Left on the periphery of Indian politics
BY Amulya Ganguli19 May 2015 10:25 PM GMT
Amulya Ganguli19 May 2015 10:25 PM GMT
Seven years after the deed was done, the new Communist Party of India (Marxist) general secretary, Sitaram Yechury, has confessed that his party made a mistake by withdrawing support from the Manmohan Singh government on the India-US nuclear deal in 2008.
It was in that very year, however, that the prescient Nobel laureate, Amartya Sen, had noted the “mistake”. He had said in an interview: “I wouldn’t have regarded this (n-deal) to be as important as it has been made out to be. I wouldn’t have thought of it is a life-and-death issue.”
Sen also said that the Left overestimated America. “They believe that the US is really powerful and they have to be in awe of them (Americans). So I am not sure that it was intelligent foreign policy. Now they will have to concentrate on being anti-Congress.”
This emphasis on being anti-Congress continues in the CPI-M under the new dispensation, but with the caveat that the party may act in tandem with the Congress inside parliament but not outside. This is the perceptible difference which Yechury has made from his predecessor Prakash Karat’s unyielding anti-Congress line.
However, the point is not so much the marginal changes which Yechury may introduce in the party’s
domestic policy as its assessment of the US.
Is the CPI-M still “in awe” of the Great Satan, as Iran once used to call the US or have the Marxists undertaken a more realistic appraisal of their policies?
Does the “mistake” of 2008 relate more to their attitude towards their “class enemy” at home, the Congress, or towards their foremost ideological adversary, the US?
Arguably, the Left’s perception of America as “really powerful” stemmed from the Cold War days when the US was seemingly ahead of the (now defunct) Soviet Union in its military and economic prowess, a superiority which led to the capitulation of the “socialist paradise” before its capitalist enemy. However, the fact that the Cold War perspective still guides the Indian comrades is evident from Yechury’s observation that although the withdrawal of support from the Manmohan Singh government was wrong, the CPI-M was right in opposing the nuclear deal since it could not remain silent as India became a “subordinate <g data-gr-id="68">strategic ally</g> of US “imperialism”.

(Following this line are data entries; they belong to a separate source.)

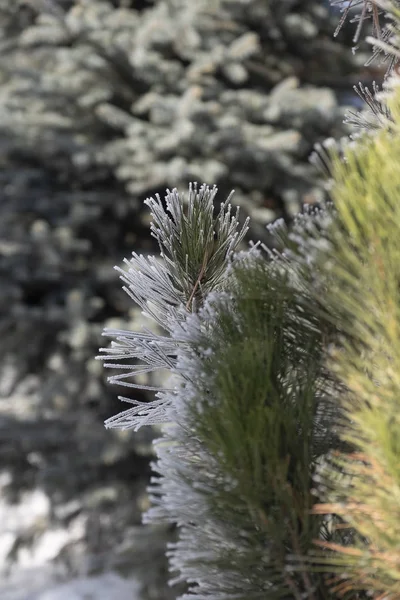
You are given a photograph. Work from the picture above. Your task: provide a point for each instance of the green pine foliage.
(280, 453)
(363, 486)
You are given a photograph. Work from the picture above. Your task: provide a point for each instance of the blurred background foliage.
(101, 105)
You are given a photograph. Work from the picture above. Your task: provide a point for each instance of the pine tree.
(281, 430)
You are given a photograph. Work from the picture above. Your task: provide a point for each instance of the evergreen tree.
(279, 459)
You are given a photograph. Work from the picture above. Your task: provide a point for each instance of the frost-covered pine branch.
(196, 248)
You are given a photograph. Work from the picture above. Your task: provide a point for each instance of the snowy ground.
(33, 575)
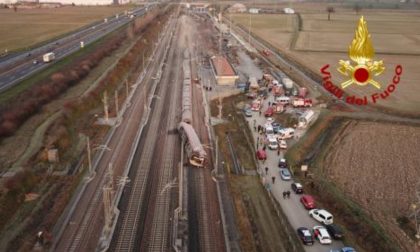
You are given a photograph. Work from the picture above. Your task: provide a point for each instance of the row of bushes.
(32, 100)
(29, 102)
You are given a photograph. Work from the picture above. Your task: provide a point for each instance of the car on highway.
(335, 231)
(282, 163)
(248, 112)
(297, 188)
(272, 143)
(285, 174)
(283, 144)
(261, 155)
(276, 127)
(251, 95)
(321, 234)
(322, 216)
(307, 201)
(344, 249)
(305, 236)
(269, 112)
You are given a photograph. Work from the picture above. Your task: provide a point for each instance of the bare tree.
(330, 10)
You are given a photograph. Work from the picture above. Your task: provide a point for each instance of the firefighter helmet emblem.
(361, 52)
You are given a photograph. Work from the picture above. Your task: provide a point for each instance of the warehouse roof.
(222, 66)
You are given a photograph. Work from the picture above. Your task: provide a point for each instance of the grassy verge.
(64, 134)
(56, 66)
(261, 226)
(361, 231)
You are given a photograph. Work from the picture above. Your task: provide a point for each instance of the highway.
(19, 67)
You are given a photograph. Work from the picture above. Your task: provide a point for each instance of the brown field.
(377, 165)
(395, 36)
(27, 27)
(365, 153)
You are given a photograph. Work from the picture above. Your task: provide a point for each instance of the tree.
(330, 10)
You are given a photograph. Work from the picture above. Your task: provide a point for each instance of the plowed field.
(377, 165)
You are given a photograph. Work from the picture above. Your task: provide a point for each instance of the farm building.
(223, 71)
(237, 8)
(254, 10)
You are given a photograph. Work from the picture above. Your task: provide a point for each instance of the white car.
(286, 133)
(272, 143)
(269, 131)
(322, 216)
(321, 234)
(283, 144)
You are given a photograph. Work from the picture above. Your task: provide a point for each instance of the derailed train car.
(196, 154)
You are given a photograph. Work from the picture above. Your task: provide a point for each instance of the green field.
(28, 27)
(317, 42)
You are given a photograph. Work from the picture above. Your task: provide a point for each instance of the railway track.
(158, 236)
(145, 208)
(206, 201)
(81, 236)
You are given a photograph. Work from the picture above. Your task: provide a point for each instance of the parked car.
(344, 249)
(285, 174)
(297, 188)
(283, 144)
(307, 201)
(305, 235)
(321, 234)
(261, 155)
(269, 120)
(335, 231)
(272, 143)
(248, 112)
(322, 216)
(276, 127)
(251, 95)
(282, 163)
(269, 112)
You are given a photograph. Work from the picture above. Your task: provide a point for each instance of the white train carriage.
(196, 154)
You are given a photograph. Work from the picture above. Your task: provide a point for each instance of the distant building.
(289, 11)
(223, 71)
(237, 8)
(254, 10)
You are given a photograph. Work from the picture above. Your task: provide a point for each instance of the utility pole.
(126, 89)
(116, 104)
(108, 199)
(89, 156)
(105, 101)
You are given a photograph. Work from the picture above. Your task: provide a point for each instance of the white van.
(284, 100)
(269, 130)
(272, 143)
(286, 133)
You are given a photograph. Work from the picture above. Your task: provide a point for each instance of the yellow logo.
(361, 52)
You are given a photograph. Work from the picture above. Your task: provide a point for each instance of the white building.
(254, 10)
(237, 8)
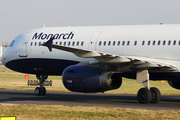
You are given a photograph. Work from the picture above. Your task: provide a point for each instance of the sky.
(17, 16)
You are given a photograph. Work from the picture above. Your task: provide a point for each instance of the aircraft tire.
(43, 91)
(156, 95)
(144, 96)
(38, 91)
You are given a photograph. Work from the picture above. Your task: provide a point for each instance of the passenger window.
(169, 43)
(135, 43)
(143, 42)
(69, 43)
(12, 43)
(164, 42)
(99, 43)
(128, 43)
(118, 43)
(123, 43)
(174, 43)
(114, 43)
(104, 43)
(109, 43)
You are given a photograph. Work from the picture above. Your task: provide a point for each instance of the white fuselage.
(159, 43)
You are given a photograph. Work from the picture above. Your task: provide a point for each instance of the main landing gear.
(147, 95)
(41, 90)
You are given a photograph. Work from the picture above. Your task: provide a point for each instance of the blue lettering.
(37, 36)
(60, 36)
(65, 35)
(49, 35)
(43, 36)
(56, 36)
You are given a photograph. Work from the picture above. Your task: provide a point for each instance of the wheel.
(144, 96)
(156, 95)
(43, 91)
(37, 91)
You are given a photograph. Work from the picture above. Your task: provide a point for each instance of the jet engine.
(174, 84)
(90, 79)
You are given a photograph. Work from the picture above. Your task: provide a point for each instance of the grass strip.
(59, 112)
(16, 81)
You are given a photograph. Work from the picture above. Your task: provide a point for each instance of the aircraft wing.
(123, 63)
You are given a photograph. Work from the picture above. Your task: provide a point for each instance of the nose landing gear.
(41, 90)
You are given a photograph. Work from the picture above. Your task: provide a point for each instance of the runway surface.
(81, 99)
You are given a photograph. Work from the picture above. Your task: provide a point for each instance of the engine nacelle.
(90, 79)
(174, 84)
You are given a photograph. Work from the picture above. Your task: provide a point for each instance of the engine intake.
(90, 79)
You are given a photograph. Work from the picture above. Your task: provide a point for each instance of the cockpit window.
(12, 43)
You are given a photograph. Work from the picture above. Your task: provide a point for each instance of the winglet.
(49, 43)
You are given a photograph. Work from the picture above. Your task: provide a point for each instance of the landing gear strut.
(41, 90)
(147, 95)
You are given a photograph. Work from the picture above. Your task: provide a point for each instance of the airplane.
(95, 58)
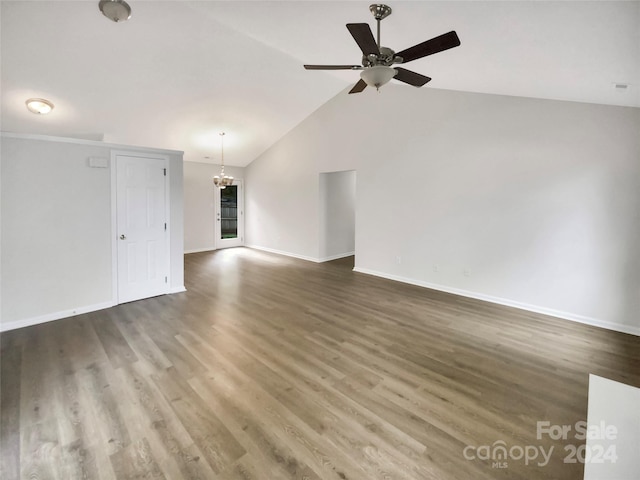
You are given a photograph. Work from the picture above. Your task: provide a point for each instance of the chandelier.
(223, 180)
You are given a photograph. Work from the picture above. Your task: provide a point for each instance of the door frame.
(216, 211)
(114, 214)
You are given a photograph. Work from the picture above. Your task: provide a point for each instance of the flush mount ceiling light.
(39, 106)
(115, 10)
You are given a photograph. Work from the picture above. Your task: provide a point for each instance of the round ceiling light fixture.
(378, 75)
(39, 106)
(115, 10)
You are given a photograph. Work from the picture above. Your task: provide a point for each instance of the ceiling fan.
(377, 60)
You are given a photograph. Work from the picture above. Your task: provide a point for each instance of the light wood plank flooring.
(275, 368)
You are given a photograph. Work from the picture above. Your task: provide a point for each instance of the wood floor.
(275, 368)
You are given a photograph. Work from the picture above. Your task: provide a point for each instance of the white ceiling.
(179, 72)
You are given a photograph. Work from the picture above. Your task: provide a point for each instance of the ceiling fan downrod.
(380, 12)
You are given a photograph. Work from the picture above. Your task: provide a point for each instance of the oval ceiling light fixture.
(115, 10)
(39, 106)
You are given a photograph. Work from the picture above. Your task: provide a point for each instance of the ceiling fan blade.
(333, 67)
(412, 78)
(435, 45)
(358, 87)
(362, 34)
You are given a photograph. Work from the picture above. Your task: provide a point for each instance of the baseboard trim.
(282, 252)
(28, 322)
(200, 250)
(595, 322)
(336, 257)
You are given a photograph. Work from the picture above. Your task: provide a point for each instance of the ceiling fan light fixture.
(39, 106)
(115, 10)
(378, 75)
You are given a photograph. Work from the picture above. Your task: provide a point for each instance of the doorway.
(229, 211)
(337, 214)
(141, 222)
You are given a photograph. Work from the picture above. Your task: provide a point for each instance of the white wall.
(337, 215)
(56, 257)
(199, 211)
(527, 202)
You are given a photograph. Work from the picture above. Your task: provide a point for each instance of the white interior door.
(143, 253)
(229, 224)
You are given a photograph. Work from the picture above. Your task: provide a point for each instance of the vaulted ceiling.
(179, 72)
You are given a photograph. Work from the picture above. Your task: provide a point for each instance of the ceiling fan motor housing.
(387, 57)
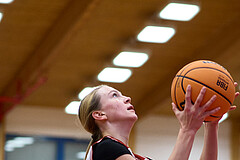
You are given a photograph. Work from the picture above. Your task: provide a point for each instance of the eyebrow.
(113, 91)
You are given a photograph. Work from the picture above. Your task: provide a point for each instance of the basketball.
(209, 74)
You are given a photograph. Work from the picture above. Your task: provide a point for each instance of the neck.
(118, 131)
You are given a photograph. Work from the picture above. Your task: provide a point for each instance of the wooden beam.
(37, 65)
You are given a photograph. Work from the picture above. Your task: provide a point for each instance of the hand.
(236, 94)
(231, 107)
(193, 115)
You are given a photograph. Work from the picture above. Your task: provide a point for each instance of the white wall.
(35, 120)
(156, 137)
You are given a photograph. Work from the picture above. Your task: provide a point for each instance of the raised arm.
(210, 148)
(190, 119)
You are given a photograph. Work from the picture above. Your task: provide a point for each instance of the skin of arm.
(190, 119)
(126, 157)
(210, 148)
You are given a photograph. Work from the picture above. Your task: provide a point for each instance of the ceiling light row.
(150, 34)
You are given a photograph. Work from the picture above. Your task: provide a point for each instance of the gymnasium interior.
(50, 51)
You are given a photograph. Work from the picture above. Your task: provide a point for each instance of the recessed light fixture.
(156, 34)
(114, 75)
(130, 59)
(72, 107)
(179, 11)
(85, 92)
(6, 1)
(224, 117)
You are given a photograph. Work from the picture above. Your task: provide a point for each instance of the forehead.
(105, 90)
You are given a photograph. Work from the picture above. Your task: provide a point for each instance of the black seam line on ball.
(215, 116)
(206, 86)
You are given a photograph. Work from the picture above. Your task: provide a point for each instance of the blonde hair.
(88, 105)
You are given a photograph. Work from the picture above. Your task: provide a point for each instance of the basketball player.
(109, 116)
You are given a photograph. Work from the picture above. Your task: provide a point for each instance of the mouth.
(130, 108)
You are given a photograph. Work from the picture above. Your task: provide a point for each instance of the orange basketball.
(214, 77)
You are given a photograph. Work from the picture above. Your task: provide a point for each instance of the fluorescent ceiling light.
(155, 34)
(72, 108)
(224, 117)
(130, 59)
(179, 11)
(85, 92)
(1, 15)
(6, 1)
(114, 75)
(81, 155)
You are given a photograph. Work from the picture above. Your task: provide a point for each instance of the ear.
(99, 115)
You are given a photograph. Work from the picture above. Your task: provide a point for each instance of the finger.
(232, 108)
(188, 97)
(200, 97)
(208, 113)
(236, 94)
(235, 84)
(174, 108)
(209, 103)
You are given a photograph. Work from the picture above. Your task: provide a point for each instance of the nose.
(127, 100)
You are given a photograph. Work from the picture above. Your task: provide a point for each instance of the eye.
(114, 95)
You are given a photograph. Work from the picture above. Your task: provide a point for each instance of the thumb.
(174, 108)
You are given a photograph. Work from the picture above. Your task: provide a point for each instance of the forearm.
(183, 145)
(210, 148)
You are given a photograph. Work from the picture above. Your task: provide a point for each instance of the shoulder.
(108, 148)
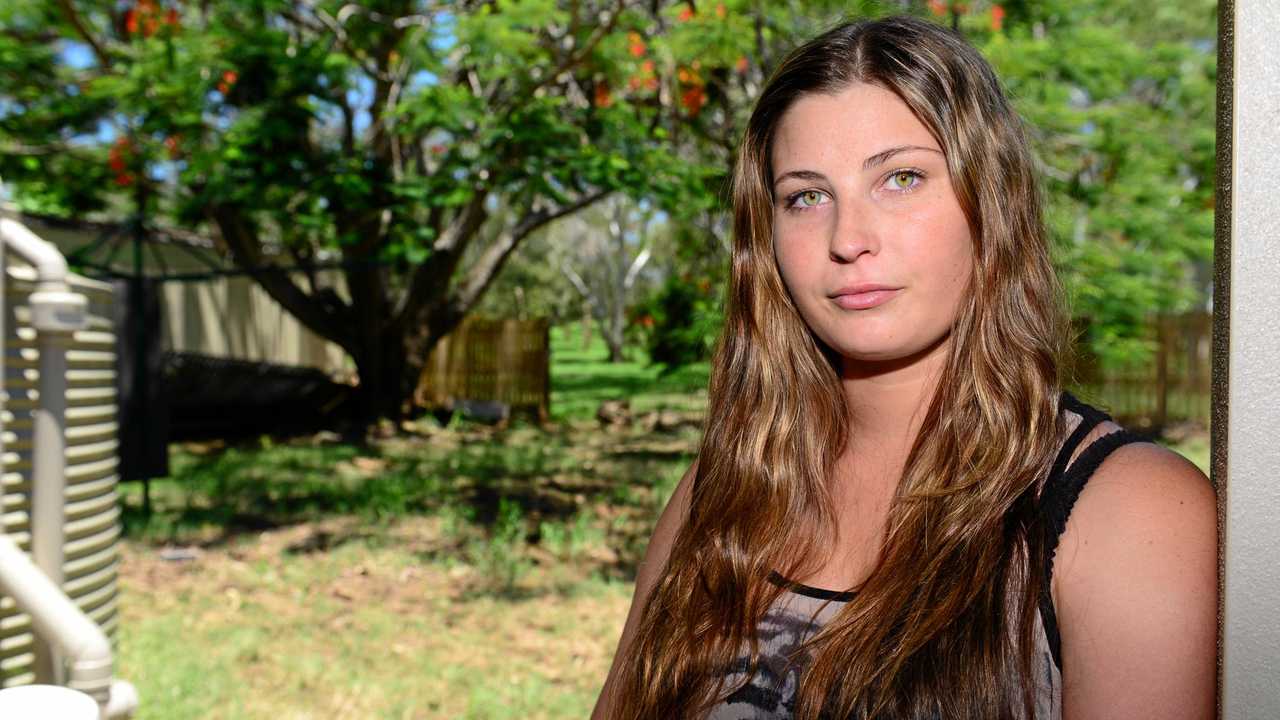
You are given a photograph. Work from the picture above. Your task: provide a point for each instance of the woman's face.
(868, 235)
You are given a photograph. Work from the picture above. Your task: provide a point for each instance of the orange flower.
(638, 46)
(693, 99)
(602, 96)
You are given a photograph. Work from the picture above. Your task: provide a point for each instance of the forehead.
(845, 127)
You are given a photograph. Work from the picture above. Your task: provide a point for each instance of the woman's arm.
(1136, 591)
(647, 577)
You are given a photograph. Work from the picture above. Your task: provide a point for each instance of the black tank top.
(803, 610)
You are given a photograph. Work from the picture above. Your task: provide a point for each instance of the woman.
(895, 510)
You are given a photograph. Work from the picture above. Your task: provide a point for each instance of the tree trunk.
(384, 388)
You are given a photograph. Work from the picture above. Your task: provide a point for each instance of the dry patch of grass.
(332, 619)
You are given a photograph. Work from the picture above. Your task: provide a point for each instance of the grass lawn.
(458, 572)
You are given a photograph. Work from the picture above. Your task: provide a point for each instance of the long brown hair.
(944, 625)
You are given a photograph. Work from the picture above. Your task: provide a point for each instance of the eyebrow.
(877, 159)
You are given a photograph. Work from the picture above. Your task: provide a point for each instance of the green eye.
(905, 180)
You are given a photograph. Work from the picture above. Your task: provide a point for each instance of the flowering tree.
(412, 142)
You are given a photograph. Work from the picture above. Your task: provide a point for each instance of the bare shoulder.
(1136, 589)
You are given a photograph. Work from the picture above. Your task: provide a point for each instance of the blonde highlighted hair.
(947, 633)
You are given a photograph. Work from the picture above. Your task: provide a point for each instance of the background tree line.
(562, 156)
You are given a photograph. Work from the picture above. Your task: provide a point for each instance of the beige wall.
(224, 317)
(236, 318)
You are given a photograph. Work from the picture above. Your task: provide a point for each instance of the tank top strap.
(1063, 487)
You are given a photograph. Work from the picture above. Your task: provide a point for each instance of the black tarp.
(142, 410)
(218, 397)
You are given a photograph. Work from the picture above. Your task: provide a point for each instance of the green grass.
(584, 378)
(458, 572)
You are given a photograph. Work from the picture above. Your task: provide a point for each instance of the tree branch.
(319, 315)
(496, 256)
(447, 253)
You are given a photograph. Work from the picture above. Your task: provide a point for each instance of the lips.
(864, 296)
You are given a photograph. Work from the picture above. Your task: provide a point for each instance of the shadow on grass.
(552, 477)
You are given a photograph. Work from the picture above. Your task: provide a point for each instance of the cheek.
(791, 263)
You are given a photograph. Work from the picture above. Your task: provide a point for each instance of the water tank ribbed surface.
(92, 513)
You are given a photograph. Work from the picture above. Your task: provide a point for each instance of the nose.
(853, 235)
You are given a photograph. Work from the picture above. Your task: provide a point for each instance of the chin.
(886, 351)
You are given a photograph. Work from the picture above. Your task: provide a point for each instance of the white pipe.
(56, 619)
(49, 263)
(55, 314)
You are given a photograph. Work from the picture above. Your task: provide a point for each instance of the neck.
(887, 400)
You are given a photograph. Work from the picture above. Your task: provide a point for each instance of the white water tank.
(92, 515)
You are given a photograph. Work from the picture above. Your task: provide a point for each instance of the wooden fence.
(503, 361)
(1171, 387)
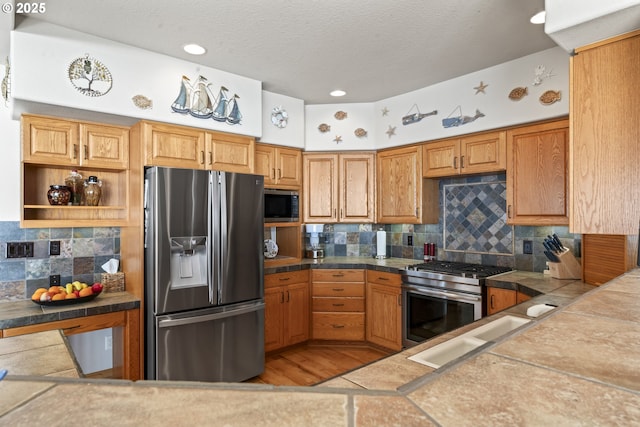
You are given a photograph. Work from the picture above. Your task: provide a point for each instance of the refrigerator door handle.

His tacit admission, however, that after the withdrawal of support, the Left had failed to mobilize the people on the nuclear issue provides the main reason for the decline of the communists. What the inability to whip up anti-American feelings shows is the gap which had developed between the “<g data-gr-id="62">amar</g> <g data-gr-id="63">nam</g>, <g data-gr-id="64">tomar</g> <g data-gr-id="65">nam</g>, Vietnam, Vietnam” days of the 1970s and the present times.
It is the failure of the comrades to realize how the world has changed since the fall of the Berlin Wall, and the disillusionment of a large section of the people, especially the young, about their creed, which is behind their present plight when they are among the weakest political forces in the country.
The Left’s vote share in parliament in 2014 was 4.5 percent against seven percent in 2009. There has also been a drop in the number of seats for the Left comprising the CPI-M, CPI, RSP and Forward Bloc from 24 to 10.
But it isn’t only the events of 1989 in Europe which have robbed the communists of their earlier appeal. An equally significant role was played by their long stints in power in Kerala and especially in West Bengal, which showed that they were no different from their “bourgeois” counterparts in matters of corruption and self-serving, high-handed politics. Once their feet of clay were exposed, it became extremely difficult for the commissars to pretend that they were harbingers of a new beginning. As a result, it has been downhill for the Left and the pace has accelerated after the loss of West Bengal, which they held on for three decades largely because of Jyoti Basu’s personal popularity.
The liberalisation of the Indian economy in 1991 has undermined the Left’s influence; even more than the collapse of the Soviet Union and the adoption of “market socialism” by China.
The resultant increase in middle class households has hit the Left the most because of the former’s consumerism - a sin in Marxist eyes - as is evident from the doubling of their purchase of cars, air-conditioners, colour television sets, refrigerators, laptops and credit cards over the last seven years while the ownership of mobiles has gone up from seven percent in 2004-05 to nearly 80 percent.
Not surprisingly, Prakash Karat ascribed the CPI-M’s poor performance in 2009 to disconnect between the Left and sections of the middle class. Moreover, the disconnect was most pronounced in the case of the “young who have benefited post-reforms in terms of better opportunities, jobs, income”. If only one could return to the pre-reforms period of lesser opportunities, then the Left might have been on a surer footing. Unfortunately for the comrades, the present trend is towards more, and not less, reforms with the Narendra Modi government pursuing the path of “neo-liberal” policies. The future for the Left, therefore, will continue to be bleak.